Not everyone was convinced. Then French president Charles de Gaulle wanted more autonomy from the US, and withdrew France from NATO’s unified military command in 1966. While Paris returned to NATO in 2009, current French President Emmanuel Macron envisions a European military that is independent of the US.
At the end of the Cold War with the democratic revolutions in Eastern Europe in 1989 and the dissolution of the Soviet Union in 1991, many people felt that NATO’s anti-communist mission was redundant.
Curiously, NATO was able to reinvent itself to promote democracy and security even in the absence of an overwhelming Soviet threat, including military operations in the Balkans, the Middle East, South Asia and Africa.
Even so, there are still many doubters in Europe, who wonder whether the US can be trusted to live up to its NATO commitments – especially if Donald Trump becomes president again after the US election in November. The United Kingdom, which is an island nation like Japan, remains the most enthusiastic supporter of NATO.
Mr Ishiba’s view of an Asian NATO has already been rejected by Washington. It is also unlikely to find strong support in Southeast Asia.
For one, this will bring back memories of the ill-fated Southeast Asia Treaty Organization (SEATO), an eight-member collective defence pact that was designed in 1955 to curb the spread of communism in Southeast Asia (though Thailand and the Philippines were the only Southeast Asia states represented then). Advocated by then US vice president Richard Nixon to be an Asian equivalent, the organisation failed to take off and unlike NATO, did not have any standing military force.
SEATO’s response protocol in the event of communism to present a “common danger” to the member states was vague and ineffective, and largely only served to legitimise a large-scale US military intervention during the Vietnam War. It was officially dissolved in 1977 after member states lost interest and withdrew.
Furthermore, in the absence of clear American enthusiasm and support, it is difficult to envisage any military alliance to take off in a meaningful way, let alone efficacious in safeguarding regional security.

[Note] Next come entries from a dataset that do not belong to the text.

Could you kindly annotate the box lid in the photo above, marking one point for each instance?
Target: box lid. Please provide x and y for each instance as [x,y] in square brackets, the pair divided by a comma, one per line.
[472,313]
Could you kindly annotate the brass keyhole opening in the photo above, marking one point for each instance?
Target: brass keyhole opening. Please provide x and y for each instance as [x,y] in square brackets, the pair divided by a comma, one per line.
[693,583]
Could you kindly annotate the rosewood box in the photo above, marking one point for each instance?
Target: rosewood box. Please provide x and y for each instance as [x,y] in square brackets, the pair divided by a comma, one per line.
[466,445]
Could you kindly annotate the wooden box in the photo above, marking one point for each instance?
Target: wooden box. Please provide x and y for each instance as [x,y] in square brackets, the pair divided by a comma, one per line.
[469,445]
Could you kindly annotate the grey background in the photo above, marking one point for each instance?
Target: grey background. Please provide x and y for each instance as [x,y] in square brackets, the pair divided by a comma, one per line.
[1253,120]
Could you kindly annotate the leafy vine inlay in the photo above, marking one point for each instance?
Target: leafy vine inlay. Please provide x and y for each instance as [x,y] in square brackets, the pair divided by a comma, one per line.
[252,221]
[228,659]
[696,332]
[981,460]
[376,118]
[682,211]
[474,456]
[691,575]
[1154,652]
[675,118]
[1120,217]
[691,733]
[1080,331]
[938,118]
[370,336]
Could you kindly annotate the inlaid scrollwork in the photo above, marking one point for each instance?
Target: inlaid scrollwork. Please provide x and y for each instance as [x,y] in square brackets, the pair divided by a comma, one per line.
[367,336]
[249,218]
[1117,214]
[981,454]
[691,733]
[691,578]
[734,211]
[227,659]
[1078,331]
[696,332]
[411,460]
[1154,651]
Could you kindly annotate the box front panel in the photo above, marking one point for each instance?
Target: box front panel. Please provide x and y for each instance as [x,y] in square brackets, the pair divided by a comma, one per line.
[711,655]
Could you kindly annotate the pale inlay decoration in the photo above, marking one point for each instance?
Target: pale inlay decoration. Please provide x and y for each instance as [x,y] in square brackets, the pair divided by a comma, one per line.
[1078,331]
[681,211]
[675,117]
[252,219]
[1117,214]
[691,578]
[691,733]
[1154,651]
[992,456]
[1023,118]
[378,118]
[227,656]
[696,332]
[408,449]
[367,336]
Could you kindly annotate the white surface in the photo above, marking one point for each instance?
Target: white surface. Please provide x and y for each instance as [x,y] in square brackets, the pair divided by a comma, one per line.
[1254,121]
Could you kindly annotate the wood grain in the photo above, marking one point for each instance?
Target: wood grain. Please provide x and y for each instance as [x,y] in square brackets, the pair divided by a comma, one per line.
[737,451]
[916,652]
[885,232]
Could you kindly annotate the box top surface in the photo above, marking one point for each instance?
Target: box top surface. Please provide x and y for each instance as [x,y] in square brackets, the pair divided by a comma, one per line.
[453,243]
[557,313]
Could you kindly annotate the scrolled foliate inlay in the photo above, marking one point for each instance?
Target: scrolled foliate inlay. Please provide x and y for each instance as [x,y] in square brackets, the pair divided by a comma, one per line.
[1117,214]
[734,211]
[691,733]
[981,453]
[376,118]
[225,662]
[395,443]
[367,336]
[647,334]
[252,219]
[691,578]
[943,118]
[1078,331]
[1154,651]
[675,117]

Many Southeast Asia countries continue to perceive Japan favourably. It is the most trusted to “do the right thing” as a major power, as evidenced in multiple iterations of the State of Southeast Asia survey by the ISEAS-Yusof Ishak Institute. But while many would probably not mind a stronger Japanese military presence in defence relations, it is highly doubtful that any would want to be part of a military alliance that obliges them to defend Japanese interests if called upon to.
In addition, Mr Ishiba’s primary justification for an Asian NATO is the threat of China, but there are differing interpretations and views of China across Southeast Asian countries. For instance, Muslim-majority countries like Malaysia and Indonesia have witnessed a swing of support towards China away from the US given the latter’s support of Israel. While Tokyo’s concerns of an aggressive China are not without support, how best to counter Beijing is less clear-cut.
Europe’s past doesn’t necessarily tell us much about Asia’s future. Countries in the region will continue to hedge their bets and seek the best deal for themselves.
Benjamin Ho is an assistant professor in the China Programme, S Rajaratnam School of International Studies and researches the international politics of China and Northeast Asia. William A Callahan is a professor of political science at the Singapore Management University and researches Chinese politics and US-China relations.